Even as our vacancy rates have slowed slightly over the last quarter or so, there's still strong demand. Frankly, I'm seeing a lot of people coming out who have locked in long-term, good rates. They need more space but don't want to move because they don't want to lose the good rate. 

So they're doing 18-month to two-year leases and paying a premium. But their rate on their existing warehouse is so low that even though they've outgrown it, they don't want to let that go. They could be in a place where they might be paying like $7 to $8 a foot, and now that space is $14, $15 or $16 a square foot. So, to go to market, there's absolutely no point. Instead, they're taking these extra spots. 

I'm seeing a lot of that, which is great for landlords because, typically, there'll be solid credit. It's not like these people are fly by night. 
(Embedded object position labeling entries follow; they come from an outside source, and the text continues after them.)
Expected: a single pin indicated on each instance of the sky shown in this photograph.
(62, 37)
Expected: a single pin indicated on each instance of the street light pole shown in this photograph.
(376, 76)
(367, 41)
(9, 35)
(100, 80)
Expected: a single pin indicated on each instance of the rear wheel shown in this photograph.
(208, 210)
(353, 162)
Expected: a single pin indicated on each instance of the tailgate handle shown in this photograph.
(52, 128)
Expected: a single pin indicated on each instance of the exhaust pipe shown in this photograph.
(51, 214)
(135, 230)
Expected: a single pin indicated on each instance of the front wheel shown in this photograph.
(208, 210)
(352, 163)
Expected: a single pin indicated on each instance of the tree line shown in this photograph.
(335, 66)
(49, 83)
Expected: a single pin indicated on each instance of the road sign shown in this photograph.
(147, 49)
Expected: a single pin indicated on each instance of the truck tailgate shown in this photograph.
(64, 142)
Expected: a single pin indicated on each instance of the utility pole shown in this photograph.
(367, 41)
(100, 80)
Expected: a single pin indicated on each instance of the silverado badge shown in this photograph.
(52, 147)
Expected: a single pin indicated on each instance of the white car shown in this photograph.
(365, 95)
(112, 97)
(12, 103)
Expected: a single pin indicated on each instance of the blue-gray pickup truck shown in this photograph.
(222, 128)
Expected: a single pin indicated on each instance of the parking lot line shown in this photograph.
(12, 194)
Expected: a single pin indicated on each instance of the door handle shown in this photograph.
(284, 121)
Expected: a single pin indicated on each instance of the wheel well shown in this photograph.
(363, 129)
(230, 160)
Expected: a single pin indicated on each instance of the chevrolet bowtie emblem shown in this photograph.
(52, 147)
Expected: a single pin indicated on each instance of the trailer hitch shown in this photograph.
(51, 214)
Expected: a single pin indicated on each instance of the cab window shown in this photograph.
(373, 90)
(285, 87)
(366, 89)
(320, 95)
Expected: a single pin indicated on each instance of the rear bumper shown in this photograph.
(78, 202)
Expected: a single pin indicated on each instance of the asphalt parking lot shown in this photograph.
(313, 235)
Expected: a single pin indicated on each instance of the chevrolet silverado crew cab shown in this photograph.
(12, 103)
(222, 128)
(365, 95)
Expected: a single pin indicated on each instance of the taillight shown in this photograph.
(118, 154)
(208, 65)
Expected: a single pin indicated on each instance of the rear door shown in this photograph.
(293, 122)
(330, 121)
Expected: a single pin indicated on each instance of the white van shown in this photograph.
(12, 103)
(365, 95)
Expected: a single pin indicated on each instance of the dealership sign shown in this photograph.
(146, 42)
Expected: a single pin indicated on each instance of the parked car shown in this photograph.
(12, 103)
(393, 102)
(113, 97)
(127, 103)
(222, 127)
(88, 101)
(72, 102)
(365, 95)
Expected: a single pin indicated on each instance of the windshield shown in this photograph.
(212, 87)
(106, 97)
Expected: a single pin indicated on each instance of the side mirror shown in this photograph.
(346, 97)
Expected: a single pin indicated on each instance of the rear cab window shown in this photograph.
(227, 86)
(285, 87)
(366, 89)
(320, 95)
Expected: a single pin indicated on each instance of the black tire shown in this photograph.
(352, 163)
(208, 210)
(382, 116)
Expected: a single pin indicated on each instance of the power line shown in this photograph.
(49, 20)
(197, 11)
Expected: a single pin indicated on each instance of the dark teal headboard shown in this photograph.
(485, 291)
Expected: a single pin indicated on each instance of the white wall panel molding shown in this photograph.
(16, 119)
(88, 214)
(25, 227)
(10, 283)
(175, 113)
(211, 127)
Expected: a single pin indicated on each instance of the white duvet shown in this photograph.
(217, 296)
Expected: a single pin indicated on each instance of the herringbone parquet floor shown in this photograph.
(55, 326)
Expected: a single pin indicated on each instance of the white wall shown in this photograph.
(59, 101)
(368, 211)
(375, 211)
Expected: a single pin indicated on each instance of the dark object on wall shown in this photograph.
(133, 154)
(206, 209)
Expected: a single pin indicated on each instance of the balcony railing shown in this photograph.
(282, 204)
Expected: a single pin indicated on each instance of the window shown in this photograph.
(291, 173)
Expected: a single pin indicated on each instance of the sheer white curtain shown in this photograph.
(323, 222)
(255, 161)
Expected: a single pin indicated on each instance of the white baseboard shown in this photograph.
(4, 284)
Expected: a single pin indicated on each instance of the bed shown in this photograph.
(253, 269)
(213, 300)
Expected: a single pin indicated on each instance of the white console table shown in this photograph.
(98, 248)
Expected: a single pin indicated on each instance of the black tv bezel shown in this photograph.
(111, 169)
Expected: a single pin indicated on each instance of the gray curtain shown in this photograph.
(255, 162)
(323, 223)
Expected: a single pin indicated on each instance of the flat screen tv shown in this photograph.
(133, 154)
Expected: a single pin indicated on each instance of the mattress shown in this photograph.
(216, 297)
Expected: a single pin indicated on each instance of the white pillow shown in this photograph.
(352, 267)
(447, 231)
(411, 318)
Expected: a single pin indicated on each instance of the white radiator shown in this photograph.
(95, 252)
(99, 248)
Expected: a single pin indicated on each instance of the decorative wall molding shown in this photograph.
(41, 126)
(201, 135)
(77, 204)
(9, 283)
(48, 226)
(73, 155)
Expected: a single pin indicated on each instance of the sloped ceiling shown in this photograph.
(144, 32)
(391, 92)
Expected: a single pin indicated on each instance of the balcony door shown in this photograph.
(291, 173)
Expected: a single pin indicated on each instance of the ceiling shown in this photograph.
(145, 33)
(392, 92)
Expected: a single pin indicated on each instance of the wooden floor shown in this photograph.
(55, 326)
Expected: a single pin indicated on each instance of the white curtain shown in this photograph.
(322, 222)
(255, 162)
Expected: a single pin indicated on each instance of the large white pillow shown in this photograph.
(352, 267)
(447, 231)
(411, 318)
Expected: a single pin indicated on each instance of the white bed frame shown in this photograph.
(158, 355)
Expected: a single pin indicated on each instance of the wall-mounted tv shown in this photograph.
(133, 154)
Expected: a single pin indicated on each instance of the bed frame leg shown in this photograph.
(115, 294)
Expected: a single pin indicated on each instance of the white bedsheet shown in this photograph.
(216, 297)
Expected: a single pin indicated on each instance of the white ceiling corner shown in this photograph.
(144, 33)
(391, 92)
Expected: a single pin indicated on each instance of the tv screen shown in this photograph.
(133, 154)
I do enough office to know that the suburban office in our market has done pretty well as long as you're in a Class-A building. A lot of Class-C will start to be redeveloped. The big question is what happens to the [Class] B, with this whole question of return to work and things like that. 

As far as brokers are concerned, there will always be an opportunity. We make money when people move. If they're getting bigger, we make money. If they're getting smaller, we make money. As long as people are moving we're making money. It should make brokers happy. Even if you're downsizing people, you're probably taking them from a B space to an A space. 
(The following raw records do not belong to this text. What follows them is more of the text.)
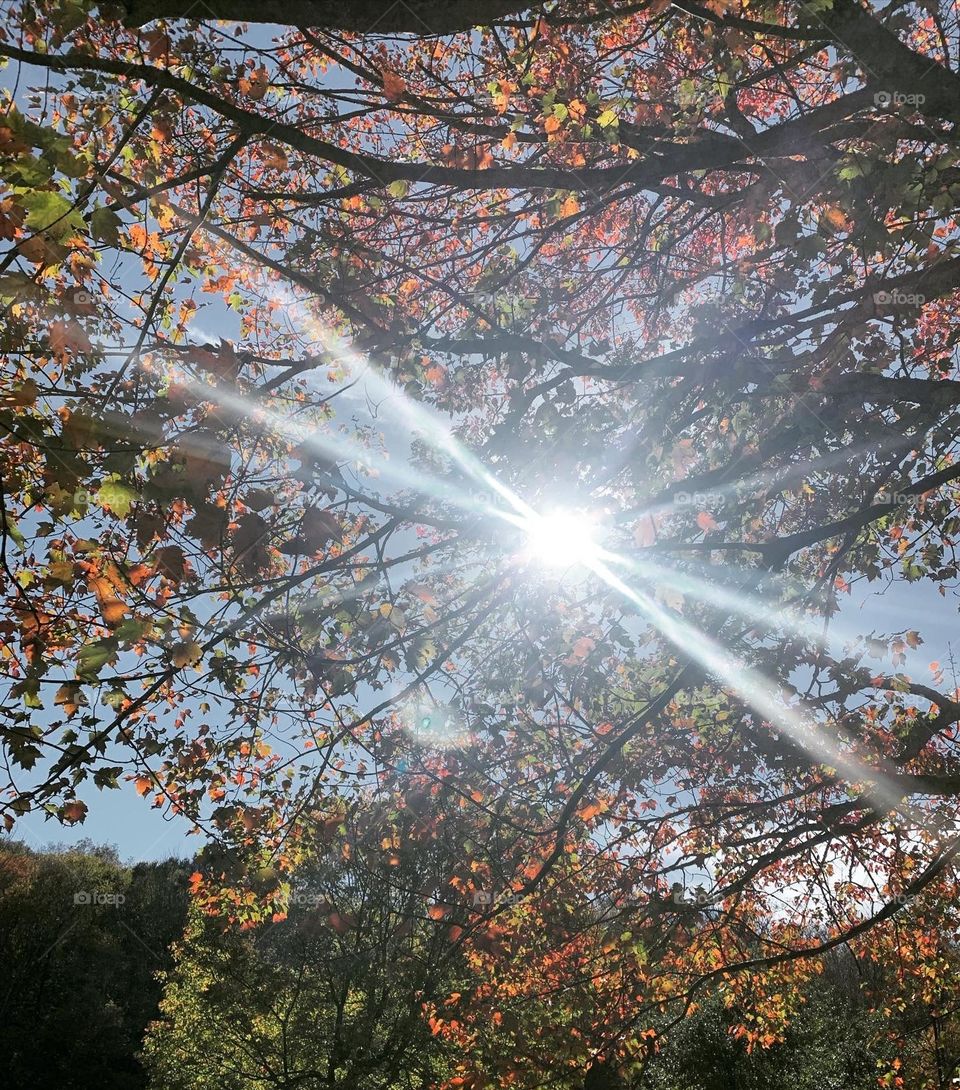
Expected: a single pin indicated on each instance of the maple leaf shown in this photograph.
(395, 88)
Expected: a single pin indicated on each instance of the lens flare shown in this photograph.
(561, 540)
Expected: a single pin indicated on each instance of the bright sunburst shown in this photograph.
(561, 540)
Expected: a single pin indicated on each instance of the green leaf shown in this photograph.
(50, 214)
(105, 225)
(93, 657)
(117, 496)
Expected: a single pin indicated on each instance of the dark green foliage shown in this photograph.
(79, 980)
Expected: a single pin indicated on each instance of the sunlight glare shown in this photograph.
(561, 540)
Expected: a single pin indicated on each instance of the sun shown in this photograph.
(561, 540)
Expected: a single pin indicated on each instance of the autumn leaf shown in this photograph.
(395, 88)
(73, 812)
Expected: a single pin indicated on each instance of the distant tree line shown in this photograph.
(110, 980)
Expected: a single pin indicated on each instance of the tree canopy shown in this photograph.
(485, 418)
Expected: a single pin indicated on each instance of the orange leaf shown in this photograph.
(395, 88)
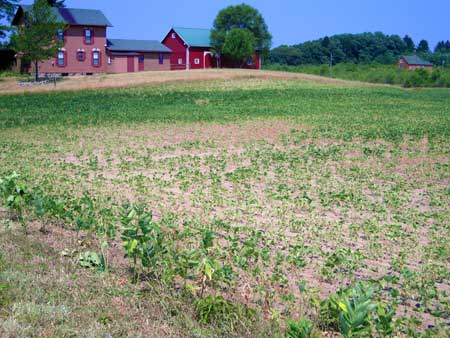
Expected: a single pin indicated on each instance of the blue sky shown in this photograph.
(289, 21)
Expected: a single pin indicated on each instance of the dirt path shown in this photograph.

Kate Jordan and her family attend an Orioles game.

Bisnow: Make a bold prediction for the rest of the year.

Jordan: There's this children’s book called 'Stuck.' It's about this little kid that keeps throwing stuff in this tree: a duck, a cat and a car. All this stuff gets stuck in the tree. 

We have just been stuck for two years because of the interest rates ... I used to sell between five and 10 buildings a year. I've sold like two buildings a year for the last couple of years. It's been all leasing. 
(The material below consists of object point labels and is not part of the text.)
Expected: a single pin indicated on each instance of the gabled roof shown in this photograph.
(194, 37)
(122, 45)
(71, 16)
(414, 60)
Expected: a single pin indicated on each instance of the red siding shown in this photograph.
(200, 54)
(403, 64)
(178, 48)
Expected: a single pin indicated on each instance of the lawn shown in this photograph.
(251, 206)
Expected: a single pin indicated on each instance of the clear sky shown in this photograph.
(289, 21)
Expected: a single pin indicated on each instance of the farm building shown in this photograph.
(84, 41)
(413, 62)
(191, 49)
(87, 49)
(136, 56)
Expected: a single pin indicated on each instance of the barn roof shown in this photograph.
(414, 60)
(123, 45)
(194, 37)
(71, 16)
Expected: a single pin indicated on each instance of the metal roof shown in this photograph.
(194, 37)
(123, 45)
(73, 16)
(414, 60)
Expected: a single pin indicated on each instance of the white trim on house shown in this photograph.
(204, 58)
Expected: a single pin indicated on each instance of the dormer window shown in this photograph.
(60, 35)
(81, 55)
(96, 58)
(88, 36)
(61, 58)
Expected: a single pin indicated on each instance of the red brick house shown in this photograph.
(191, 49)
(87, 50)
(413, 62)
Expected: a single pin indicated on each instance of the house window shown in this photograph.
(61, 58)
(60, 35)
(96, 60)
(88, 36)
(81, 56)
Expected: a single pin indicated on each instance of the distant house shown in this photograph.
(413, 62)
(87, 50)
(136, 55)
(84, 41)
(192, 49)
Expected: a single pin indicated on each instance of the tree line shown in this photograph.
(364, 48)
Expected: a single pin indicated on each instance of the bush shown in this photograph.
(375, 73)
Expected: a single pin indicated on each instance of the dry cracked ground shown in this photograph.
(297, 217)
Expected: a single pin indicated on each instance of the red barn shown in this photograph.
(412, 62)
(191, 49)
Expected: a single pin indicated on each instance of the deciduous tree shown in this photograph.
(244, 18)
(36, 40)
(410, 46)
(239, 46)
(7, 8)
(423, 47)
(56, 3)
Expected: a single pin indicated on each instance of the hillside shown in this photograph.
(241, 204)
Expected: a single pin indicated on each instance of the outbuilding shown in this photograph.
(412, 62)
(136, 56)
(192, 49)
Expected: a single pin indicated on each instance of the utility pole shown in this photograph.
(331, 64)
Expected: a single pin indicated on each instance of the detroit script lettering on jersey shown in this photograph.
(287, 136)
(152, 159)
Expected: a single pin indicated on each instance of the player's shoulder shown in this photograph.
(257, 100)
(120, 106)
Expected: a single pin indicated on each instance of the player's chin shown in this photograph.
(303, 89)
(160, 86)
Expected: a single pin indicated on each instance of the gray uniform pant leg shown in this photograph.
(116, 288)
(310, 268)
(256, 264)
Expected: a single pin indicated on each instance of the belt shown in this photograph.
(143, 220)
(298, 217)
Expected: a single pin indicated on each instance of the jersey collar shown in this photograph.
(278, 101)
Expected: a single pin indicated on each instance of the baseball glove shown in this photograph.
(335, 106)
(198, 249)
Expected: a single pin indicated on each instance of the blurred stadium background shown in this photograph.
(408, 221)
It's been this crazy situation where the properties are still worth a lot because there's no place to move. So, the rental rates continue to grow but the interest rates are stuck. So we're stuck. You can throw whatever you want at it, but we're stuck. There's nothing we can do. 

We're getting to a point where we'll start to see sales shake loose. People will come to terms with the fact that the rates are a lot higher than they used to be, and this is the new reality because people have been Band-Aiding things for the last two years. Eventually, you need to get stitches or move on and hope it heals. 

Those who want to buy will find a way to buy a smaller building or a building in a cheaper area. Those who want to sell will be slightly more flexible with their purchase price or hold part of the mortgage. A lot of owners have loans coming due, and when they look at the refinancing they're going to think, 'This is crazy. I'm jumping three points. I can't afford to do this. Let's just sell it.'

But there will be more sales this year than in the last two. So that's my bold prediction.

Bisnow: What is your weekend routine or your favorite weekend activity? 

Jordan: I work hard all week, and my favorite is spending time with my family. I wake up early, get my dog walked, go to my favorite coffee shop and then just spend time with them, go to the park or go out on the boat. My daughter loves art, so we do a lot of arts and crafts, a lot of sidewalk chalk … Bubbles, lots of bubbles in my life. Yeah, I just enjoy being a mom and a wife. I wish I could tell you something more exciting, but to me, it's the most exciting thing possible.